If Florida State can find an escape hatch out of the ACC’s Grant of Rights, it could trigger the exits of Clemson, Miami, North Carolina, NC State, Virginia and Virginia Tech, sources said.

The Seminoles’ decision drastically impacts the college football landscape by accelerating even more realignment, this time among the sport’s two behemoths: the Big Ten and SEC.

The Big Ten, which adds USC, UCLA, Oregon and Washington in 2024, “would love” to get programs in the talent-rich Southeast, sources said.

While the Seminoles’ snub by the College Football Playoff selection committee may have expedited Florida State’s decision to proceed with leaving the ACC, the Seminoles have been frustrated by the ACC’s disparity of revenue compared to the SEC and Big Ten and the league’s decision to add Cal, Stanford and SMU in 2024, sources said.

In September, Action Network reported one reason the ACC added Stanford, Cal and SMU is that ESPN’s media rights deal with the ACC allows ESPN to renegotiate if the league drops below 15 members (including Notre Dame).

Concerned with the potential future departures of FSU, Clemson and UNC — all three schools voted against expansion — the ACC wanted to add Power Five schools now as opposed to adding Group of Five schools later to maintain the required membership number.

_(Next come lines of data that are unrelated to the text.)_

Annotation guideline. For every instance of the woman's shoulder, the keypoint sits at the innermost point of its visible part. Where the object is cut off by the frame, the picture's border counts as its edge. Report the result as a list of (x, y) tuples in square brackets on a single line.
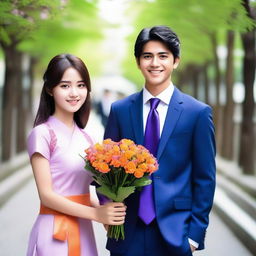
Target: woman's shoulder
[(87, 135)]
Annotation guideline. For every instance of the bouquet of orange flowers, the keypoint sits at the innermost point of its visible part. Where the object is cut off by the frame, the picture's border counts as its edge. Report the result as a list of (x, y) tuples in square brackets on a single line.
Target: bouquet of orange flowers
[(119, 168)]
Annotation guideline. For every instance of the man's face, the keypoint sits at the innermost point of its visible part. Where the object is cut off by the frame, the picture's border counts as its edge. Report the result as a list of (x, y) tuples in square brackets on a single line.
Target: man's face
[(156, 64)]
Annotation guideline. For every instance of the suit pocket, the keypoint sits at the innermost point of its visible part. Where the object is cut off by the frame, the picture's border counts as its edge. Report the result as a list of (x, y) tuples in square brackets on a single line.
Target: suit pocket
[(182, 204), (181, 134)]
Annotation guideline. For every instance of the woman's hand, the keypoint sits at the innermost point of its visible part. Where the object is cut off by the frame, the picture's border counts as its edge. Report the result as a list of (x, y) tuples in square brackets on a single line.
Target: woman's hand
[(111, 213)]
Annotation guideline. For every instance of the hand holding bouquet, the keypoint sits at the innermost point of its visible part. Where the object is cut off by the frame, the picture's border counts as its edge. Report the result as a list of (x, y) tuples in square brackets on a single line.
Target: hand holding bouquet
[(119, 168)]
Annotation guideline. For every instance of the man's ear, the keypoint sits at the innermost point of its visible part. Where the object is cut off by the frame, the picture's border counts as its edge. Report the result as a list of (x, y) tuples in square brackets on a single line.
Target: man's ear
[(176, 62), (138, 62)]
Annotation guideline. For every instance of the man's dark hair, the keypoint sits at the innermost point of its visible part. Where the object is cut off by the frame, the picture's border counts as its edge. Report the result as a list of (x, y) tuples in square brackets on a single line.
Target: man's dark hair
[(52, 76), (157, 33)]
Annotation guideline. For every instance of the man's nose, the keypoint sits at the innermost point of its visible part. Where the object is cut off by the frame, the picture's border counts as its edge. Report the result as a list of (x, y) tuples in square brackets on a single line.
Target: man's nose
[(73, 91)]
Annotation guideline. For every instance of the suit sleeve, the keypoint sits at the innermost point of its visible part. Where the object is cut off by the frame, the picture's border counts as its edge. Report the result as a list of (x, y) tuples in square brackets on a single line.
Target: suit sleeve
[(203, 175), (112, 130)]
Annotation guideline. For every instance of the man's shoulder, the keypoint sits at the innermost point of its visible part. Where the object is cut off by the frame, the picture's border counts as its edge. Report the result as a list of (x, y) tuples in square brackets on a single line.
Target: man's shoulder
[(127, 100)]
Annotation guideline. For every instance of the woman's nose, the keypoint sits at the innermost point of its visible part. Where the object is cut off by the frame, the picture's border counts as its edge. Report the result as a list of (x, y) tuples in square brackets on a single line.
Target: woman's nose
[(73, 91)]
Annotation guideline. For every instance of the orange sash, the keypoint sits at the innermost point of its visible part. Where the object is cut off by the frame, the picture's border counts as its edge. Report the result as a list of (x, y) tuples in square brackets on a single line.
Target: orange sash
[(66, 227)]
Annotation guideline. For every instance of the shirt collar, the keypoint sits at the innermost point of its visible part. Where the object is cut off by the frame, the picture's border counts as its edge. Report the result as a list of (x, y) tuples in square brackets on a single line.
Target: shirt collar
[(164, 96)]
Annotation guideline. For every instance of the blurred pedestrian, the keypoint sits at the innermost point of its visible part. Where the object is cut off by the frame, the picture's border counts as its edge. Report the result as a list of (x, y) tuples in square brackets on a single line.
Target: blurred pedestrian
[(63, 226), (103, 106), (170, 216)]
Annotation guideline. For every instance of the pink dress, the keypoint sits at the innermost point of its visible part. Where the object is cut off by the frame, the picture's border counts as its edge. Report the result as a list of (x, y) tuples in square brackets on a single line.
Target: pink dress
[(62, 147)]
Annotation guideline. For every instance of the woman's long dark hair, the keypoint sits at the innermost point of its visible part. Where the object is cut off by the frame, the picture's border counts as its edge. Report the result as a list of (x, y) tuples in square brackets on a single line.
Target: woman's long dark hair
[(52, 76)]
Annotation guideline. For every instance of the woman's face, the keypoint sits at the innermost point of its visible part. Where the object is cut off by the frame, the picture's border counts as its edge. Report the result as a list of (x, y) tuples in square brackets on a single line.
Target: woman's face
[(71, 92)]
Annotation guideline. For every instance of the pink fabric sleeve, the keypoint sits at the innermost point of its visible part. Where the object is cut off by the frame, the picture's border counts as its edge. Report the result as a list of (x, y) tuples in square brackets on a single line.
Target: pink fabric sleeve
[(39, 141)]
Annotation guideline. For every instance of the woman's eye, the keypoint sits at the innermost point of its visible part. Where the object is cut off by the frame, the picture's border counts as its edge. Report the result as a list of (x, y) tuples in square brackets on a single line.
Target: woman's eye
[(146, 57), (163, 56), (64, 85)]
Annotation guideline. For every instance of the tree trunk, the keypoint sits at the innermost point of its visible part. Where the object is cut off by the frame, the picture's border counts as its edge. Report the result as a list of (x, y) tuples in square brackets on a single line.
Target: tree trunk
[(247, 155), (195, 79), (20, 127), (228, 124), (217, 110), (9, 99)]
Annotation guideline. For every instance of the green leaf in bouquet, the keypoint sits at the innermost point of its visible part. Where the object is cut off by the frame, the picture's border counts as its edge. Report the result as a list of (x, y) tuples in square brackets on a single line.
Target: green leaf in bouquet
[(122, 192), (144, 181), (106, 191)]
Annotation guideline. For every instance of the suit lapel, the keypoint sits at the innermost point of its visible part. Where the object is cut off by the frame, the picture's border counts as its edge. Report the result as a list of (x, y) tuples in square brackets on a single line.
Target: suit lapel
[(137, 117), (174, 111)]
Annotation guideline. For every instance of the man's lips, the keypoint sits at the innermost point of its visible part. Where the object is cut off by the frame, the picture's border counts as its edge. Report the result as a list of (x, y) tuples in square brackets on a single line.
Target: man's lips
[(72, 102), (155, 72)]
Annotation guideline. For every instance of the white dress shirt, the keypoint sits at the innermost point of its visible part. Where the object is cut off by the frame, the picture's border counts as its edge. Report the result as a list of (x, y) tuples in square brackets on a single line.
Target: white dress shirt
[(162, 108)]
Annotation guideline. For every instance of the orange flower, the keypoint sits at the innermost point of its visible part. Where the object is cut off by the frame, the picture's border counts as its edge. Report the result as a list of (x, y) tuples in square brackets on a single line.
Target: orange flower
[(130, 167)]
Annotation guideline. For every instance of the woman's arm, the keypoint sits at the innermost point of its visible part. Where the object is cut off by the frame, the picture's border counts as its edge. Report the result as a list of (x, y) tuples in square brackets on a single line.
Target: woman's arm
[(111, 213)]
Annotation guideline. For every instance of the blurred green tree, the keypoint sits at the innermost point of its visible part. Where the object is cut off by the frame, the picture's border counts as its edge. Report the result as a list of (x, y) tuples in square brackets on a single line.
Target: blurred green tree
[(18, 21), (40, 29)]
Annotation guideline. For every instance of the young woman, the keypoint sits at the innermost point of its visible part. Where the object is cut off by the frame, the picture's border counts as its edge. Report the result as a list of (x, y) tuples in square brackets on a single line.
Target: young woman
[(63, 226)]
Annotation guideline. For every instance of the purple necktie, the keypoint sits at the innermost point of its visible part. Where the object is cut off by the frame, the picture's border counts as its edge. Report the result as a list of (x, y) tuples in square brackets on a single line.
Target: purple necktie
[(151, 140)]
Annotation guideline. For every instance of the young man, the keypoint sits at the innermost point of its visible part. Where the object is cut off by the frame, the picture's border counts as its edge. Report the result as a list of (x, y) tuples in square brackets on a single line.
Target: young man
[(170, 216)]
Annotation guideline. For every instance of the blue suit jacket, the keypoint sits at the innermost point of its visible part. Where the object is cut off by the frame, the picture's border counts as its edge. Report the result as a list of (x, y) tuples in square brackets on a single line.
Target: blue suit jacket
[(185, 181)]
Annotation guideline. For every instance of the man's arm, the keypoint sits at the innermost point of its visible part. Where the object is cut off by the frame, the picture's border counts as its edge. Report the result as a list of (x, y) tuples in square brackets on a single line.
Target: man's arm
[(203, 175), (112, 129)]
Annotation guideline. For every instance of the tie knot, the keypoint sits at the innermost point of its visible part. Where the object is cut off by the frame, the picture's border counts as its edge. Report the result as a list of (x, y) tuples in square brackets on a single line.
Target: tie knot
[(154, 103)]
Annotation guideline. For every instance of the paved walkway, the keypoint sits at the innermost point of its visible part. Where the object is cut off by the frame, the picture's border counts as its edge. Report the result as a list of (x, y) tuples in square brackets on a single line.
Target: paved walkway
[(18, 215)]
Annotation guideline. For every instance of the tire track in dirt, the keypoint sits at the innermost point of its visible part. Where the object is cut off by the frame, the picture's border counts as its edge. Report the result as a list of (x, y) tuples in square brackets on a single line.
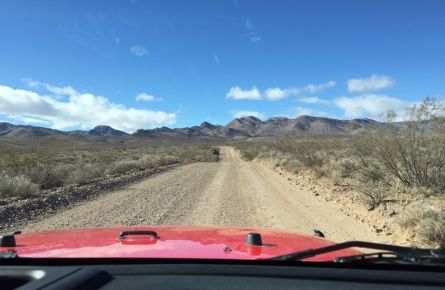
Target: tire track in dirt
[(232, 192)]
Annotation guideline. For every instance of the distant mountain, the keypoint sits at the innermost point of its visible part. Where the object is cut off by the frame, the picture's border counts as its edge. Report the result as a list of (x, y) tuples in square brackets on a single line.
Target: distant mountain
[(106, 131), (245, 127)]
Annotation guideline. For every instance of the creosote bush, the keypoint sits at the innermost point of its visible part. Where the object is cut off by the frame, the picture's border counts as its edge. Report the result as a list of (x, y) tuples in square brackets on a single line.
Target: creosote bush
[(16, 186), (29, 170), (427, 222)]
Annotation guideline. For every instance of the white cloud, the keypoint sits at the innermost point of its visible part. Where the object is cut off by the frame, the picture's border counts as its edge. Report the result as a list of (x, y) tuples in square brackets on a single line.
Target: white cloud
[(236, 93), (216, 59), (139, 50), (143, 97), (300, 111), (372, 83), (82, 110), (371, 105), (311, 88), (241, 113), (274, 94), (249, 25), (312, 100), (58, 91)]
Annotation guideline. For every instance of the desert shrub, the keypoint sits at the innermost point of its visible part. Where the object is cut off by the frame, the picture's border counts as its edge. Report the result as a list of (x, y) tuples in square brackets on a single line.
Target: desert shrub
[(311, 154), (413, 152), (373, 194), (16, 186), (123, 166), (84, 174), (215, 150), (427, 222), (56, 176), (292, 165), (346, 167), (250, 154)]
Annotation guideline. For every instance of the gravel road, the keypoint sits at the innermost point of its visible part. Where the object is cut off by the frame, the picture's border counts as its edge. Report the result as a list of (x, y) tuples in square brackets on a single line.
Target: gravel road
[(231, 192)]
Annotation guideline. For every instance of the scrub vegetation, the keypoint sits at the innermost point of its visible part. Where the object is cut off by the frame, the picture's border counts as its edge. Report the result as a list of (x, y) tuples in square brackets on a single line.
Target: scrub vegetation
[(400, 163), (27, 171)]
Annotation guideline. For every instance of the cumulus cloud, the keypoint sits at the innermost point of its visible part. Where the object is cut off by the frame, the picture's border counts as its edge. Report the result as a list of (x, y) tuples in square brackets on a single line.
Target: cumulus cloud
[(300, 111), (58, 91), (139, 50), (311, 88), (370, 84), (312, 100), (143, 97), (82, 110), (216, 59), (236, 93), (371, 105), (241, 113), (275, 94)]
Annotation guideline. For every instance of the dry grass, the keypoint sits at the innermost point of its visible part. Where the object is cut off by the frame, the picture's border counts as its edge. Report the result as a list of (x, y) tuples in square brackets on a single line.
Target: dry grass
[(427, 222), (406, 158), (27, 171)]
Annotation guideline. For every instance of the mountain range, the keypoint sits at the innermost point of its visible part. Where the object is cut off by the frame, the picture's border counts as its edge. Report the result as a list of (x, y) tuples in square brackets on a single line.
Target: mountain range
[(238, 128)]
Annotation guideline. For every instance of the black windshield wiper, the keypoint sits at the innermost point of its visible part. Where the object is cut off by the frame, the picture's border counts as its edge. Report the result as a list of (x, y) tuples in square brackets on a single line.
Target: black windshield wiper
[(391, 254)]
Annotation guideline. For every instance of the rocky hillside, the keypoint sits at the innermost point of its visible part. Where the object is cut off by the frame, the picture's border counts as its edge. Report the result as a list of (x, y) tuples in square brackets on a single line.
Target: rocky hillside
[(238, 128)]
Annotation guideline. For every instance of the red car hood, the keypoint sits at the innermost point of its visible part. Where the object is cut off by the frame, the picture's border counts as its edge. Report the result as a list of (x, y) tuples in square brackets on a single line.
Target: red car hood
[(173, 242)]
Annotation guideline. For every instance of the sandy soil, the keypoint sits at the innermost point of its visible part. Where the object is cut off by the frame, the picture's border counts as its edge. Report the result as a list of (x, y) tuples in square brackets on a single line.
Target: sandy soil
[(231, 192)]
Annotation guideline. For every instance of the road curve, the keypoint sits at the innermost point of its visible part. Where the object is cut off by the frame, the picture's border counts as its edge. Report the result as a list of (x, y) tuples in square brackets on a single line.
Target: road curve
[(232, 192)]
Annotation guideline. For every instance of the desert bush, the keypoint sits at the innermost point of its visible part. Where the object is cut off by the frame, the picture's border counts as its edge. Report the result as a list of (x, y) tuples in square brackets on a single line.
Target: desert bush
[(346, 167), (427, 222), (250, 154), (413, 152), (84, 174), (13, 186), (55, 176), (292, 165), (373, 194), (123, 166)]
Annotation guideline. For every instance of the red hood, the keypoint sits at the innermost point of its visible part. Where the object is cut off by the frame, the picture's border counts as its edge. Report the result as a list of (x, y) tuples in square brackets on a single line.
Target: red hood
[(173, 242)]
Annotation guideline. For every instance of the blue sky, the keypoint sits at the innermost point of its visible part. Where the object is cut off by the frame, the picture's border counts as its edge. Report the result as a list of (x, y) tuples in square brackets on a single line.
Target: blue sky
[(144, 64)]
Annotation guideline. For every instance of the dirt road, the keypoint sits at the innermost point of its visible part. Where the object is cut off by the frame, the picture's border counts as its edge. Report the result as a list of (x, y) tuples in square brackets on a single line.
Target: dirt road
[(231, 192)]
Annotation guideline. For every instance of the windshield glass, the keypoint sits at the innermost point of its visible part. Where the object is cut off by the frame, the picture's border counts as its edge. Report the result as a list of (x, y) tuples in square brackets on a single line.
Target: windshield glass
[(308, 122)]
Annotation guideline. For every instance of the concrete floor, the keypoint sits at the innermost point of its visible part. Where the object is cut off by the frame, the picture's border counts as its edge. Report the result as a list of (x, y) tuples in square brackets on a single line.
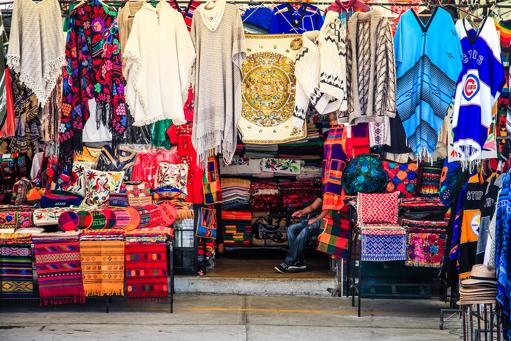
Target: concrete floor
[(211, 318)]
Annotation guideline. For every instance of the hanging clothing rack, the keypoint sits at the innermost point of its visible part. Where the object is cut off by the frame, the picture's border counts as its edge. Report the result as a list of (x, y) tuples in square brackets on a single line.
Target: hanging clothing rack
[(320, 3)]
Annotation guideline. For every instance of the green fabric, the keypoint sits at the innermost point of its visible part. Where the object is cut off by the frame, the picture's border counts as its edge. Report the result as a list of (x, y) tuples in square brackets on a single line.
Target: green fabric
[(159, 136)]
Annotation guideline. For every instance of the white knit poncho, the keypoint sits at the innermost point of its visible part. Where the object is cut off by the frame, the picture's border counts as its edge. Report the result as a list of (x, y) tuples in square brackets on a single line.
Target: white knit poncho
[(220, 49), (36, 45), (159, 57)]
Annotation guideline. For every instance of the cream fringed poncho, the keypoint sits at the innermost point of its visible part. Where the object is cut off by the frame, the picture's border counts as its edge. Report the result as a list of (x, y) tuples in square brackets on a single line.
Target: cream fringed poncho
[(219, 44), (36, 45), (159, 57)]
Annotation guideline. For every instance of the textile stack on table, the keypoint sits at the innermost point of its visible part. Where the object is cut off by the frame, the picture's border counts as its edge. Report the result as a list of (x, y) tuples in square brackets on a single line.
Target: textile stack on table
[(265, 196), (298, 194), (237, 228), (59, 268), (235, 193), (426, 242), (16, 266)]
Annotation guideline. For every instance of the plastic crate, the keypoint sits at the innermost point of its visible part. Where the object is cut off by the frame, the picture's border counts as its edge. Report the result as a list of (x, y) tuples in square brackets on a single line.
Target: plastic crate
[(185, 261)]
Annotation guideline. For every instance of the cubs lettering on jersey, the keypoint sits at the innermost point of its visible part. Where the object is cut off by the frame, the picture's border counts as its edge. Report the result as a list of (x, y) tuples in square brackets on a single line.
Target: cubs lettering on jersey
[(477, 90), (471, 87)]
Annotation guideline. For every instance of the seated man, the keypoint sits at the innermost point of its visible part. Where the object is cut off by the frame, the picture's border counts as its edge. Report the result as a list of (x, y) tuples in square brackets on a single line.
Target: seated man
[(298, 236)]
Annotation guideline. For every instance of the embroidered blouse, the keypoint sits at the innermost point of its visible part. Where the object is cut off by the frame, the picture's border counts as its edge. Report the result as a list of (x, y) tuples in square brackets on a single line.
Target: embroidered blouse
[(93, 71)]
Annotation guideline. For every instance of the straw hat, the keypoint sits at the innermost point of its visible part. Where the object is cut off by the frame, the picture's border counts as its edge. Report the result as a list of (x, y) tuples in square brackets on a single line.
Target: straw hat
[(134, 219), (480, 288)]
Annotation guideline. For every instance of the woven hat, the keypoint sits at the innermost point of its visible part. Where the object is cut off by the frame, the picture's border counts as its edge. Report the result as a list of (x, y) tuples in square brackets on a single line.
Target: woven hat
[(110, 217), (85, 219), (68, 221), (480, 288), (169, 213), (155, 215), (134, 219), (98, 220), (482, 272), (122, 218), (364, 174), (145, 218)]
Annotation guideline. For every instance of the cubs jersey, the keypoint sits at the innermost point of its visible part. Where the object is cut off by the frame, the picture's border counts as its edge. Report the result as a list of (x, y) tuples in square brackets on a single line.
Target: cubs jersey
[(478, 87)]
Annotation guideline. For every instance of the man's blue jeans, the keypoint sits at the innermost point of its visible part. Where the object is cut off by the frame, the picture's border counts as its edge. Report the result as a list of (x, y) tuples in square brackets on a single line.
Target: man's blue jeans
[(298, 236)]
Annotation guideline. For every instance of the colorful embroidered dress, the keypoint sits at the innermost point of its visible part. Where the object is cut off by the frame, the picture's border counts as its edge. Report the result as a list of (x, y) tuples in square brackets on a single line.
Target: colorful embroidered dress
[(335, 158), (93, 71), (478, 88), (286, 19), (186, 12), (428, 62)]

In July, Florida State president Richard McCullough was very vocal about the Seminoles’ future in the ACC.

“We are not satisfied with our current situation,” McCullough said in a Board of Trustees meeting. “We love the ACC. Our goal is to stay in the ACC, but to stay in the ACC under the current (media rights) situation is hard for us to figure out how we remain competitive unless there is a major change in revenue distribution within the ACC.”

Added FSU trustee Drew Weatherford: “It's not a matter of if we leave (the ACC), but how and when we leave.”

The when was answered, but the how is still not clear.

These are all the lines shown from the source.